“When we speak of a decade of national renewal, that is what we mean. As we did at the end of the 1970s, we stand at an inflection point.”
Thus spake Rachel Reeves in yesterday’s Mais Lecture. It’s a good sentiment, as far as it goes. But is Labour really prepared for the sort of change implied by the comparison with 1979? It doesn’t look like it. The Shadow Chancellor says she’s an optimist; strong evidence for that is her apparent belief that we are at the end of our generation’s equivalent of the 1970s.
That decade is a good comparator to today because then, as now, British politics was stuck. The political economy of the post-war consensus was tangibly failing – yet the foundations of that consensus remained too well-entrenched and popular to challenge, as Edward Heath learned the hard way.
If you doubt that today’s consensus remains secure, at least amongst the politicians, look no further than the battle between Reeves and Jeremy Hunt. Despite strongly criticising the Conservatives’ economic record and commanding a healthy polling lead, on spending the Shadow Chancellor chooses to fight only over a very narrow strip of political territory. There’s a simple reason why:
“Both Hunt and Reeves know that there are neither many easy cuts (although the Chancellor can nonetheless build his spending plans around making them on the other side of an election he expects to lose) or big new revenue streams – not without taxing housing wealth and/or building lots of new homes, both of which would play very badly in what we are now asked to call the “grey wall”.”
As Karl Williams recently explained on this site, this country’s current political settlement – “on housing, childcare, higher education and a host of other issues” – looks bleak for the young.
To that list we might add social care, which to date has been kept of Whitehall’s books by palming it off on local government. Yet despite turning council tax into a de facto social care levy, local government budgets are reaching breaking point; making them sell assets to cover unsustainable costs is only postponing what will be a difficult reckoning.
Labour is talking a pretty good game on housebuilding, although it remains to be seen if they follow through. But that’s about as far as anything resembling what we might call “1979 thinking” really goes. It is good to talk about supply-side reform, and perhaps new technology really can deliver big improvements to the NHS, as Wes Streeting says.
But notably, whilst “growth” appears 58 times in Reeves’ lecture, the words “per capita” don’t appear at all. Thus, the Shadow Chancellor is not offering a break from the immigration-driven, book-cooking form of growth favoured by the Treasury, whereby government makes the economy bigger by adding people to it without making people actually better off.
Sir Keir Starmer is also unlikely to come up with anything dramatic on pensions and social care. Understandably, perhaps, for when Theresa May tried to use a large poll lead to do so she almost threw the election. But it leaves those budgets, and the mounting injustice of refusing to tax asset-rich older people to pay for them, hanging over a Labour government.
Even on childcare, which ministers have regulated into a luxury product, the Opposition are if anything ideologically predisposed to making the problem worse, adding to the normal Treasury bias toward strong-arming parents back into work as soon as possible Bridget Phillipson’s proposal to make childcare a graduate profession, further restricting supply.

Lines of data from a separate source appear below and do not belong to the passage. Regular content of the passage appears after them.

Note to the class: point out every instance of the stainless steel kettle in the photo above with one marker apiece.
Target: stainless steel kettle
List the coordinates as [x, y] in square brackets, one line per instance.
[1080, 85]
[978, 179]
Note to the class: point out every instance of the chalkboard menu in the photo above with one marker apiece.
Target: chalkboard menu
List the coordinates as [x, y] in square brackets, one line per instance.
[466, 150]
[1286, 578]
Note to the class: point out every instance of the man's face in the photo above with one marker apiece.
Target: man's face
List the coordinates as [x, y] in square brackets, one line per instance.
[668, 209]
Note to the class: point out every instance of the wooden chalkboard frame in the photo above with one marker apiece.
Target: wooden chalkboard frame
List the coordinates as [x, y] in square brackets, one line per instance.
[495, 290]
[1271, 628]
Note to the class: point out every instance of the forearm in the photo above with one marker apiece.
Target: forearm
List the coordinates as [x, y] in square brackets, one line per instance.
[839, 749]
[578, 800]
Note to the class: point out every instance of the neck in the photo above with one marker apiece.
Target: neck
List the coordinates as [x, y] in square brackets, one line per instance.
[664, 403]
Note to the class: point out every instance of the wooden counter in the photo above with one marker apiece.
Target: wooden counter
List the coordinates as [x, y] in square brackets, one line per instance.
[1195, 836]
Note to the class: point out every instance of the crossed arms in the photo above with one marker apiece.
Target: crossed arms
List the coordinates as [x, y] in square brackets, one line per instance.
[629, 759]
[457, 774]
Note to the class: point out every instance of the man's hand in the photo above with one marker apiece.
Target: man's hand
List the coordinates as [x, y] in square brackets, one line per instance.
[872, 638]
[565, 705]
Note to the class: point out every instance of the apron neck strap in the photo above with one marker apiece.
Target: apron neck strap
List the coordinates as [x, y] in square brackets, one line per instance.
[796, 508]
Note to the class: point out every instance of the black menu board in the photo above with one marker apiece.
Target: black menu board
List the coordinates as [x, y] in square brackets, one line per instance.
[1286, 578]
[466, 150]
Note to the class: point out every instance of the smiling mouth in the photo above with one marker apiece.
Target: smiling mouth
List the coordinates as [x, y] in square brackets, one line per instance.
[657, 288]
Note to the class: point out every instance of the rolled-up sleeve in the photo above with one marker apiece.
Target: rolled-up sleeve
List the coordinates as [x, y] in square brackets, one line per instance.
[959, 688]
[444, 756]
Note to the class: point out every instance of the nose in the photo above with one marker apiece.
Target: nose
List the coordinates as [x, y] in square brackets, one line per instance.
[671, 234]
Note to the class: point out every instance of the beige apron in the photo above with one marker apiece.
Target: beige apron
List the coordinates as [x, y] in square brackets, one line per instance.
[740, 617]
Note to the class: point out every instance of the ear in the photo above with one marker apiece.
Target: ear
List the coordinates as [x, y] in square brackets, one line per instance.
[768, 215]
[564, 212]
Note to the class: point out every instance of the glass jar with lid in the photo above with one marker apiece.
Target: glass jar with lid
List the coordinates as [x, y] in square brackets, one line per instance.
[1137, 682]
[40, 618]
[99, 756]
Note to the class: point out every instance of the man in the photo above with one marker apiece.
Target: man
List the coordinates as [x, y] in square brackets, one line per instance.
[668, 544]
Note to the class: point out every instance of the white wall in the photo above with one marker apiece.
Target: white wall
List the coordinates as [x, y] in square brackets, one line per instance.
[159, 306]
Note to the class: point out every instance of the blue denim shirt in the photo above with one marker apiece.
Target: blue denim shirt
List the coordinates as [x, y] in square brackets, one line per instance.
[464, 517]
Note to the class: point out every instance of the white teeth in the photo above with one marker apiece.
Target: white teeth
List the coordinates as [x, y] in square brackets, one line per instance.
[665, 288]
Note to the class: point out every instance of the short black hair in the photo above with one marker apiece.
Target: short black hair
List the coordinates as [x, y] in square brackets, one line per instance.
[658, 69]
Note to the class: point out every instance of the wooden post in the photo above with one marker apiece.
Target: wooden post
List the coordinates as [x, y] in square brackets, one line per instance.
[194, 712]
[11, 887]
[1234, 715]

Returning to Reeves’ speech, immediately after the quote at the top of this piece she said the following:
“And as in earlier decades, the solution lies in wide-ranging supply-side reform to drive investment, remove the blockages constraining our productive capacity, and fashion a new economic settlement drawing on evolutions in economic thought. A new chapter in Britain’s economic history. And unlike the 1980s, growth in the years to come must be broad-based, inclusive, and resilient.”
It may well be possible to reset Britain’s economic settlement in a more resilient manner than Margaret Thatcher did in the 1980s; certainly, the challenges we face today are quite different to those she confronted.
But taken together with Labour’s thin policy offer, pandering to pensioners, and commitment to gold-plating even the most counter-productive regulations, one cannot help but suspect this sentiment is really a desire to try and deliver a 1979-style transformation without making difficult decisions, or picking fights with anyone beyond easy targets such as non-doms and parents of private-school children.
That isn’t going to be possible. The current settlement is so durable precisely because it has winners: homeowners whose asset values have soared, pensioners guaranteed above-inflation income increases, businesses and universities who depend on the easy import of labour and students. Any transformational change will mean taking on one or all of those groups.
If Labour hasn’t accepted that, Reeves has no business talking about 1979. The best she can expect is 1972.